Domain names are mostly relevant to the description, but the names are being repeated also, such as "boardgame" and some kind of random words are being used, such as "joko", "jumi" which do not help with brandability.

In [61]:
generation_config = GenerationConfig(do_sample=True, temperature=0.6, top_p=0.95, top_k=20, min_p=0)
messages = [
    {'role': 'user',
     'content': prompt + business_description_example + business_description_example_2 + business_description_example_3 + business_description}
]
start_time = time.time()
text = tokenizer.apply_chat_template(
    messages,
    tokenize=False,
    add_generation_prompt=True,
    enable_thinking=True  # Switches between thinking and non-thinking modes. Default is True.
)
model_inputs = tokenizer([text], return_tensors='pt').to(model.device)

# conduct text completion
generated_ids = model.generate(
    **model_inputs,
    generation_config=generation_config,
    max_new_tokens=1000
)
output_ids = generated_ids[0][len(model_inputs.input_ids[0]):].tolist()

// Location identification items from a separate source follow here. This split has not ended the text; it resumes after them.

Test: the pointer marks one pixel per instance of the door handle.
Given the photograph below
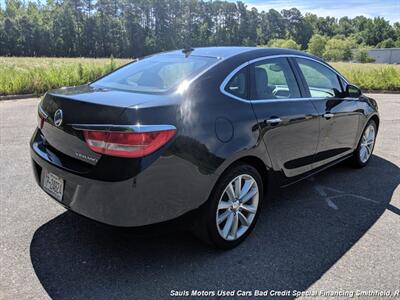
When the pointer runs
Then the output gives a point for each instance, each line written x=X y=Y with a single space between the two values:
x=328 y=115
x=274 y=121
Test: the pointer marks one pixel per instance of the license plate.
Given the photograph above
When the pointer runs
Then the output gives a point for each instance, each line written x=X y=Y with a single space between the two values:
x=53 y=184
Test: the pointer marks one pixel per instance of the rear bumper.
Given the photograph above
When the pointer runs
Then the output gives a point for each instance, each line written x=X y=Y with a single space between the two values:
x=154 y=195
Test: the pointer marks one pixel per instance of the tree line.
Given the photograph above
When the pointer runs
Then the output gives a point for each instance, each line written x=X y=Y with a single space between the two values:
x=134 y=28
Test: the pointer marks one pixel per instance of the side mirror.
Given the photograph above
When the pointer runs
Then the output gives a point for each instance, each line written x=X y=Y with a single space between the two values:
x=352 y=91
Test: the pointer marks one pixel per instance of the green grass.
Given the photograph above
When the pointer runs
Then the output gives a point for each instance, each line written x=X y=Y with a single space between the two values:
x=24 y=75
x=371 y=76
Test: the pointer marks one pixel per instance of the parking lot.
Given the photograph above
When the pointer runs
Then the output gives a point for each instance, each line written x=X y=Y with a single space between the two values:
x=338 y=230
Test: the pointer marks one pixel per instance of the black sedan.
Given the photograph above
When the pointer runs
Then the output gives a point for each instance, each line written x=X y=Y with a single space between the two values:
x=208 y=130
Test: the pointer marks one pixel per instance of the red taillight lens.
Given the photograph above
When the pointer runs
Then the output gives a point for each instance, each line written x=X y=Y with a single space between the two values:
x=127 y=144
x=40 y=121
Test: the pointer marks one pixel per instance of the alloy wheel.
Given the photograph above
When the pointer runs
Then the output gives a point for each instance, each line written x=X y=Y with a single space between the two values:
x=237 y=207
x=367 y=143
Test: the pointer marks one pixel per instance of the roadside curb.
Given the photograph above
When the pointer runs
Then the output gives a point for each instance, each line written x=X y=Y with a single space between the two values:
x=17 y=97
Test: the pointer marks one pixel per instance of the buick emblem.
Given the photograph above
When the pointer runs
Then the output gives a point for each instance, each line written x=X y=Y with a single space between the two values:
x=58 y=117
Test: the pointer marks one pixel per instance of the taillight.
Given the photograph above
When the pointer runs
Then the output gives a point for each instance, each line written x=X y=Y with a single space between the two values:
x=40 y=121
x=127 y=144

# parsing thinking content
try:
    # rindex finding 151668 (</think>)
    index = len(output_ids) - output_ids[::-1].index(151668)
except ValueError:
    index = 0

thinking_content = tokenizer.decode(output_ids[:index], skip_special_tokens=True).strip('\n')
content = tokenizer.decode(output_ids[index:], skip_special_tokens=True).strip('\n')

print('thinking content:', thinking_content)
print('content:', content)
print('Time taken:', time.time() - start_time)

thinking content: <think>
Okay, let's see. The user wants me to generate 10 domain names based on a business description. The business is a specialized online marketplace for small Japanese board games. The domain names need to be short, catchy, easy to spell, available in common extensions like .com, .store, .shop, and avoid hyphens or numbers unless necessary.

First, I need to make sure each domain name is unique and fits the theme. The user provided some examples, so I should check if they already have those. The first business description is about AI for retail, so the next one is about digital marketing, then fitness studio, and finally Japanese board games.

Starting with the Japanese board games. Words like "zen," "yog" (yoga), "mindful," "serenity," "holy," "peaceful," "tranquil," "holistic," "peaceful." Maybe combine these with common extensions. For example, "zenboardstore.org" uses "zen" and "store," which is a common extension. "mindfulgames.com" uses "mindful" and "games.

I have used Thinking mode now with suggested parameters from the HuggingFace repo for this model - `temperature=0.6`, `top_p=0.95`, `top_k=20`, `min_p=0`.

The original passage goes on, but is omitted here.